Viral load is comparable between symptomatic and asymptomatic carriers of SARS-CoV-2 suggesting asymptomatic or pre-symptomatic people are an important factor in the transmission of Covid-19.

The study of Covid-19 in the quarantined Italian town of Vò, where most of the population was tested, reveals the importance of asymptomatic cases. The authors of the new research, from the University of Padova and at Imperial College London, published in Nature, say that widespread testing, isolating infected people, and a community lockdown effectively stopped the outbreak in its tracks.

The town of Vò, with a population of nearly 3,200 people, experienced Italy's first Covid-19 death on 21 February 2020. The town was put into immediate quarantine for 14 days. During this time, researchers tested most of the population for infection of SARS-CoV-2 both at the start of the lockdown (86% tested) and after two weeks (72% tested).

The testing revealed that at the start of the lockdown, 2.6% of the population (73 people) were positive for SARS-CoV-2, while after a couple of weeks only 1.2% (29 people) were positive. At both times, around 40% of the positive cases showed no symptoms (asymptomatic). The results also show it took on average 9.3 days (range of 8-14 days) for the virus to be cleared from someone's body.

Mass testing suppressed the disease in a few short weeks.

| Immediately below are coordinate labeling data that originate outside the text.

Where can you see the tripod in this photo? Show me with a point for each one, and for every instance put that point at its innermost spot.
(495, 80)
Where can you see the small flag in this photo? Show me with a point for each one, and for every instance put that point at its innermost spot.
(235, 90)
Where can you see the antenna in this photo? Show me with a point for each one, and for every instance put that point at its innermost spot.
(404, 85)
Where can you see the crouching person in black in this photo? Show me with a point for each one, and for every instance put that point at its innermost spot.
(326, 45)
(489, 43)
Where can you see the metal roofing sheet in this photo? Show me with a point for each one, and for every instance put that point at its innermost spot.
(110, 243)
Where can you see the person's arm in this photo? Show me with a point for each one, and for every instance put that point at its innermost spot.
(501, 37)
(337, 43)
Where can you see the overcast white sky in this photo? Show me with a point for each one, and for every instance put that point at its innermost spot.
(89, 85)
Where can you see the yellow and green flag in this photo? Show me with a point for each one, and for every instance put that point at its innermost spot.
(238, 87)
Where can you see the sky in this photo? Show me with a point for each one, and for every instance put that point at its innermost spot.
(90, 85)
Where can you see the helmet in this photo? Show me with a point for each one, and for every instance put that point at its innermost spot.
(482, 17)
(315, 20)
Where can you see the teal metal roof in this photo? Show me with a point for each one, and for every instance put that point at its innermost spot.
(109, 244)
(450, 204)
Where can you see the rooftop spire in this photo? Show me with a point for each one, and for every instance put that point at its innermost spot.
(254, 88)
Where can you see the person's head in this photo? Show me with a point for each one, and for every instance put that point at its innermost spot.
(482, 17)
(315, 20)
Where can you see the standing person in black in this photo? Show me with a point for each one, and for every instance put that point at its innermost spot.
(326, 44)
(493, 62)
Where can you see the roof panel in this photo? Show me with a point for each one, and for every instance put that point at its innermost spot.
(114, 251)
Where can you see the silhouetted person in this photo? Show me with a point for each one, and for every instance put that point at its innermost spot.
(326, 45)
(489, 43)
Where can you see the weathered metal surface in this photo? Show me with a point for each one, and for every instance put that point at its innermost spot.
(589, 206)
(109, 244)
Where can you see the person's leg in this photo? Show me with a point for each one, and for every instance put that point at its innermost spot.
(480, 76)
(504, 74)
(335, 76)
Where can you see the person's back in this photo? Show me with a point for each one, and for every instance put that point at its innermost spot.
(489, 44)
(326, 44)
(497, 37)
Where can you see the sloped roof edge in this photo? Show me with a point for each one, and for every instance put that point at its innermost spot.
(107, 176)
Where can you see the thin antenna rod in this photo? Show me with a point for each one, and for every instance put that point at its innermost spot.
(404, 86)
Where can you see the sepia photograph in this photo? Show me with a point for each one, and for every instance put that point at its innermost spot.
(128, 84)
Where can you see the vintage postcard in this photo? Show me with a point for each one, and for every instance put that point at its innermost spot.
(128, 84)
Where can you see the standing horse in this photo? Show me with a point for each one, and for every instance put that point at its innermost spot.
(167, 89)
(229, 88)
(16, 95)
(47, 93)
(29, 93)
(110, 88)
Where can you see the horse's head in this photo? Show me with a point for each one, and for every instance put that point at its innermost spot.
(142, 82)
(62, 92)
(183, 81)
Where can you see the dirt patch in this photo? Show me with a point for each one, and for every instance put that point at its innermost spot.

None of the children under ten years old in the study tested positive for Covid-19, despite several living with infected family members. This is in contrast to adults living with infected people, who were very likely to test positive.

As a result of the mass testing any positive cases, symptomatic or not, were quarantined, slowing the spread of the disease and effectively suppressing it in only a few short weeks.

Co-lead researcher Professor Andrea Crisanti, from the Department of Molecular Medicine of the University of Padua and the Department of Life Sciences at Imperial, said: "Our research shows that testing of all citizens, whether or not they have symptoms, provides a way to manage the spread of disease and prevent outbreaks getting out of hand. Despite 'silent' and widespread transmission, the disease can be controlled."

The results of the mass testing programme in Vò informed policy in the wider Veneto Region, where all contacts of positive cases were offered testing. "This testing and tracing approach has had a tremendous impact on the course of the epidemic in Veneto compared to other Italian regions, and serves as a model for suppressing transmission and limiting the virus' substantial public health, economic and societal burden," added Professor Crisanti.

As well as identifying the proportion of asymptomatic cases, the team also found that asymptomatic people had a similar 'viral load' - the total amount of virus a person has inside them - as symptomatic patients.

Early identification of infection clusters can suppress transmission

Viral load also appeared to decrease in people who had no symptoms to begin with but later developed symptoms, suggesting that asymptomatic and pre-symptomatic transmission could contribute significantly to the spread of disease, making testing and isolating even more important in controlling outbreaks.

Co-lead researcher Dr Ilaria Dorigatti, from the MRC Centre for Global Infectious Disease Analysis, Jameel Institute (J-IDEA), at Imperial College London, said: "The Vò study demonstrates that the early identification of infection clusters and the timely isolation of symptomatic as well as asymptomatic infections can suppress transmission and curb an epidemic in its early phase. This is particularly relevant today, given the current risk of new infection clusters and of a second wave of transmission.

"On the one hand, it is likely that a symptomatic infection transmits large quantities of virus, for example via coughing, but it is also reasonable to think that symptoms may induce a person with a symptomatic infection to stay at home, limiting the number of contacts and hence the transmission potential. On the other hand, someone with an asymptomatic infection is entirely unconscious of carrying the virus and, according to their lifestyle and occupation, could meet a large number of people without modifying their behaviour."